Once again, note that the main Games category attracts a large proportion of people who use any iOS apps, and that the Equatorial Pacific has the greatest proportion of users and Japan has the least though the differences are not as great for iOS as they are for Android. It’s interesting to note that while Japan tends to lag the other country clusters in the proportion of device users engaging with most game app categories, the country that gave us karaoke leads in the proportion of app users who use iOS Music Games.
Interest In Productivity and Utility Apps Varies
While Japanese app users are disproportionately unlikely to play most types of games (with the exception of music, as noted above), they are disproportionately likely to use productivity and utility apps. Chinese app users are also disproportionately heavy users of these more functional types of apps.
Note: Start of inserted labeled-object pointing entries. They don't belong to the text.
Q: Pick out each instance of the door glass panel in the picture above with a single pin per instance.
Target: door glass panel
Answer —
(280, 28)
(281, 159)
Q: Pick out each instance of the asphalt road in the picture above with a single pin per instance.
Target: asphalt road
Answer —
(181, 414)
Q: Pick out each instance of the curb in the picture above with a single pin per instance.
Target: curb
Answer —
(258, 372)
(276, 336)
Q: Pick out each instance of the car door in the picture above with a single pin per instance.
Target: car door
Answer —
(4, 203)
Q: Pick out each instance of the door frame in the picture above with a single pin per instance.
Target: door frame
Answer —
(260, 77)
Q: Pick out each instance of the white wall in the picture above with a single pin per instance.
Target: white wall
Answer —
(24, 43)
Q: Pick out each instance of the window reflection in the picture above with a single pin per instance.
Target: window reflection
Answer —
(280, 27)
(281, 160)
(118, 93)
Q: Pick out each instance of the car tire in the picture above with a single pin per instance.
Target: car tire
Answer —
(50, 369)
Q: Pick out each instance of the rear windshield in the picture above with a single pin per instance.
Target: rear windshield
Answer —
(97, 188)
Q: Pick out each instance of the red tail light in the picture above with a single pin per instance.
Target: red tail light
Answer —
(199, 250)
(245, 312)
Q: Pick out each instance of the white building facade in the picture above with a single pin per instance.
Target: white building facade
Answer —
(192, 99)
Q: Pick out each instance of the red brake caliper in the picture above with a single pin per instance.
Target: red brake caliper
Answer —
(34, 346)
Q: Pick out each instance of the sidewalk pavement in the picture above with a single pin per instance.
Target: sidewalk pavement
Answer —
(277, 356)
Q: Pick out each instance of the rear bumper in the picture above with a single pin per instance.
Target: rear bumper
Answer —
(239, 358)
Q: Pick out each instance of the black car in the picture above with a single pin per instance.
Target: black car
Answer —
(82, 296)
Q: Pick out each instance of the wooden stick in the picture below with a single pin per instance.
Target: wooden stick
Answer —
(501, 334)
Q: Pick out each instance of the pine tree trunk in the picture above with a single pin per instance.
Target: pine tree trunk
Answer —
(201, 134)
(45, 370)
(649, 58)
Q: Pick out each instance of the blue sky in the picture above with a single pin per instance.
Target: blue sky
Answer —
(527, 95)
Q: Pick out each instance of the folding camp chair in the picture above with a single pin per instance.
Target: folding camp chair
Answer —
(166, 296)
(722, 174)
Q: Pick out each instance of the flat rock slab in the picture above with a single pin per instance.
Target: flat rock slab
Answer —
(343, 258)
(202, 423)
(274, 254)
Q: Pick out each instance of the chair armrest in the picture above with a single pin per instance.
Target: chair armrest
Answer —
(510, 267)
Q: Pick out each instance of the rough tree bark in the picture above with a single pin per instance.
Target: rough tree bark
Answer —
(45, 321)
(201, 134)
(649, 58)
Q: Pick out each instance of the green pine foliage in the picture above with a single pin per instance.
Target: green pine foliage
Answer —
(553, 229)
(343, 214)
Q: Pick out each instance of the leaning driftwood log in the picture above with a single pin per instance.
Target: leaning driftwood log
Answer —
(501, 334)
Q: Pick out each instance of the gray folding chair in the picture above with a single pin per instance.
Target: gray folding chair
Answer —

Use of More Lifestyle-Oriented Apps Maps To Offline Behavior
Hobbies often associated with Japan came through in app usage for music games, and also in use of lifestyle-oriented apps in terms of Japanese enthusiasm for photography. Japanese device owners are more likely than device owners in other country clusters to engage with photography apps on both iOS and Android devices. Entertainment categories within both app stores are fairly broad so it’s not entirely clear why, but those from China and the Lumbering Giant country clusters are disproportionately heavy users of Entertainment apps on both of the major mobile operating systems.
Mapping the Future of Apps
While this analysis only scratches the surface of variation in usage of 20,000 apps across more than 800 million devices being used in 30 different countries, it shows systematic variation across country clusters even at a high level. This has important implications considering the great potential for growth of connected devices and app use in countries and country groupings such as China and the Lumbering Giants, given their large populations and relatively low current rate of device penetration. App usage patterns in those places don’t always mirror those in Mobile Pioneer countries, which up until now have been the source of a lot of app development. For example, productivity and utility apps are more popular in China and Japan than they are in the United States. Differences such as these suggest that app developers in Mobile Pioneer countries may need to give greater consideration to the usage patterns and preferences of those in other countries or else that we may see growing app developer communities in some of those other countries.